A/B Test Significance Calculator (Z-Test, P-Value)

Significant?	Yes
Variant A conversion rate	10%
Variant B conversion rate	13%
Relative uplift (B vs A)	30%
Observed confidence	96.45%
Critical Z (threshold)	1.96

What this calculator does

The A/B Test Significance Calculator tells you whether the difference between two conversion rates is likely real or just random noise. It runs a classic two-proportion z-test on the visitors and conversions of your control (Variant A) and your challenger (Variant B), returning a Z-score, a two-tailed p-value, the relative uplift, and a clear significant / not-significant verdict at your chosen confidence level.

Two variants A and B each showing visitors and conversions leading to conversion rates compared — An A/B test compares conversion rates of two variants to see if the difference is real.

How to use it

Enter the number of visitors and the number of conversions for each variant, then pick a confidence level (90%, 95%, or 99%). The most common choice is 95%, which corresponds to a critical Z of 1.96. If the absolute Z-score meets or exceeds the critical threshold, the result is flagged statistically significant.

The formula explained

Each conversion rate is $\hat{p} = \text{conversions} / \text{visitors}$. The test pools both samples into a single proportion $$\hat{p} = \frac{c_A + c_B}{n_A + n_B}$$ to estimate a common standard error. The Z-score is the observed difference in rates divided by that standard error: $$z = \frac{\hat{p}_B - \hat{p}_A}{\sqrt{\hat{p}(1-\hat{p})\left(\frac{1}{n_A}+\frac{1}{n_B}\right)}}$$ A larger absolute Z means the gap is less likely to be due to chance. The two-tailed p-value is twice the upper-tail area beyond the Z-score under the standard normal curve.

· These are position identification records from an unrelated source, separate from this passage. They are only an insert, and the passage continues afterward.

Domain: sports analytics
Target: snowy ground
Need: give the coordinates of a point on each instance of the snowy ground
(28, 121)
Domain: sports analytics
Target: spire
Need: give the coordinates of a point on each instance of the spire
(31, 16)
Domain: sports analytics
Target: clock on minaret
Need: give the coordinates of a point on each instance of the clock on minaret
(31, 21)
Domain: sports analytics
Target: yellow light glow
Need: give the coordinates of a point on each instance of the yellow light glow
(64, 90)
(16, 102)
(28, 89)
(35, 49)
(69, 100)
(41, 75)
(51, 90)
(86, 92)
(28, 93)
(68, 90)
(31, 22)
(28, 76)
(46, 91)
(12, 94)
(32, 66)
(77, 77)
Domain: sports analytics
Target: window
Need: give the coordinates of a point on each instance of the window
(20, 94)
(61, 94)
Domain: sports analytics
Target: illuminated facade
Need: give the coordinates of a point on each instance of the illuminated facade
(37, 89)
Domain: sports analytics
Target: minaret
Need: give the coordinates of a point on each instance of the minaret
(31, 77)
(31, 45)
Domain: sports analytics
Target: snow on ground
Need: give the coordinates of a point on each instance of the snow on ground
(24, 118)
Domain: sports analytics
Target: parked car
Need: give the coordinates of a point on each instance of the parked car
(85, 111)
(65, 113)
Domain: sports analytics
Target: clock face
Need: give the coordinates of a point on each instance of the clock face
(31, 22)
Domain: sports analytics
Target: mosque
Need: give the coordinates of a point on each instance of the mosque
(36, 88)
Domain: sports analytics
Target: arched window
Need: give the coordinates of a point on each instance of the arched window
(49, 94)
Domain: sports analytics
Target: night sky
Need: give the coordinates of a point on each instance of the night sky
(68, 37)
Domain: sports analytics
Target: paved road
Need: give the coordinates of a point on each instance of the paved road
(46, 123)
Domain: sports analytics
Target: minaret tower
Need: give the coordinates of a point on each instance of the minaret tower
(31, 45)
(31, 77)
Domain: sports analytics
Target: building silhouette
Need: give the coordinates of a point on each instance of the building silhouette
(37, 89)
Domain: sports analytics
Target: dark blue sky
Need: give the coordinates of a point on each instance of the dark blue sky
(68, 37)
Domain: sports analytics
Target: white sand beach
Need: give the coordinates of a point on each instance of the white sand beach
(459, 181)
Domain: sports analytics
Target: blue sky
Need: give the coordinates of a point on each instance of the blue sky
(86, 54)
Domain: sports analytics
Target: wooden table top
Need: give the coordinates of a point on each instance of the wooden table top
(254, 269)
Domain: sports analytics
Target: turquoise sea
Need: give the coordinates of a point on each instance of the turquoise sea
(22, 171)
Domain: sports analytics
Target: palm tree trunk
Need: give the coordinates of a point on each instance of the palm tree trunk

Normal distribution bell curve with z-score marked and shaded p-value tail area — The Z-score locates your result on the normal curve; the shaded tail area is the p-value.

Worked example

Variant A: 1000 visitors, 100 conversions (10.0%). Variant B: 1000 visitors, 130 conversions (13.0%). The pooled rate is $230/2000 = 0.115$, the standard error is $$\sqrt{0.115 \times 0.885 \times \left(\frac{1}{1000} + \frac{1}{1000}\right)} \approx 0.01427$$ so $Z \approx 0.03 / 0.01427 \approx 2.10$. At 95% confidence (critical $Z = 1.96$) the result is statistically significant, with a two-tailed p-value of about 0.036.

Critical Z-Values by Confidence Level

For a two-tailed Z-test the observed Z-score is compared against a critical value that depends on the chosen confidence level. The confidence level equals $1-\alpha$, where $\alpha$ is the significance threshold (the maximum acceptable probability of a false positive). The result is declared significant when the absolute Z-score exceeds the critical value, equivalently when the p-value is below $\alpha$.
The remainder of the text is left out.